Barınaklarda gönüllüler olur günün hemen hemen her saati. Onlarla tanışıp arkadaş olabilir, hayvanlarla ilgilendikten sonra bir şeyler içmeye gidebilirdiniz mesela eğer hayvan sevseydiniz. Sanatla ilgilenseydiniz sergi açılışlarının genelde kokteyl ile başladığını, bu aşamada insanların birbiriyle sohbet ettiğini bilirdiniz. Bisiklet turlarına ilgi duysaydınız o turların sadece pedal çevirmekten ibaret olmadığını, molalarda insanların sosyalleştiğini hatta günlerce süren turlarda aynı odada aynı çadırda yattıklarını, akşamları ateş başı sohbetlerin olduğunu bilirdiniz. Hiç birini bilmiyorsunuz çünkü hiç bir şeye ilginiz yok.

Filmler kurgu diye sevmiyorsunuz, çünkü etkileyici bir filmden arkadaşlarınızla çıkıp herkesin seyredilen film hakkında kahve eşliğinde sohbet etmesinin keyfini hiç tatmamışsınız. Konserleri sevmiyorsunuz çünkü bangır bangır müzik eşliğinde bağırarak şarkı söyleyip dans etmenin insanı ne kadar deşarj ettiğinden haberiniz yok. Kitap okumuyorsunuz çünkü... oyuna gitmiyorsunuz çünkü... bu çünküler sürer gider. Kuzum sizin hayata dair zevk aldığınız ne var?

Her şeyi bir kenara bıraktım. Diyelim karşınıza bir adam çıktı, sizden etkilendi tanıştınız ettiniz. Ne paylaşacaksınız bu insanla? Ne vereceksiniz karşınızdakine? Nasıl zaman geçireceksiniz onunla, nasıl mutlu edeceksiniz? Bunları düşündünüz mü hiç?

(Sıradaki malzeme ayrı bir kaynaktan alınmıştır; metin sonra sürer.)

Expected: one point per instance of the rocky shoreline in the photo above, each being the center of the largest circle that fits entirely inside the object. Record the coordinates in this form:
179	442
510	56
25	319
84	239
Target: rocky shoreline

Biraz sert olmuş olabilir ama gencecik bir kadının 72 yaşındaki annemden bile daha asosyal olması beni üzdü açıkçası. Yazık etmeyin kendinize.
Ben kendimden sıkılıyorum, hatta şu anda birçok şey anlamsız geliyor, keşke böyle olmasaydı. Daha önce yazdığım gibi ben de kendimde kişilerin ilgisini çekecek bir şey bulamıyorum:( Dolayısıyla etrafımdaki kişilere benimle ilgilenmedikleri için kızamam ama ne çok isterdim birinin benimle ilgilenmesini...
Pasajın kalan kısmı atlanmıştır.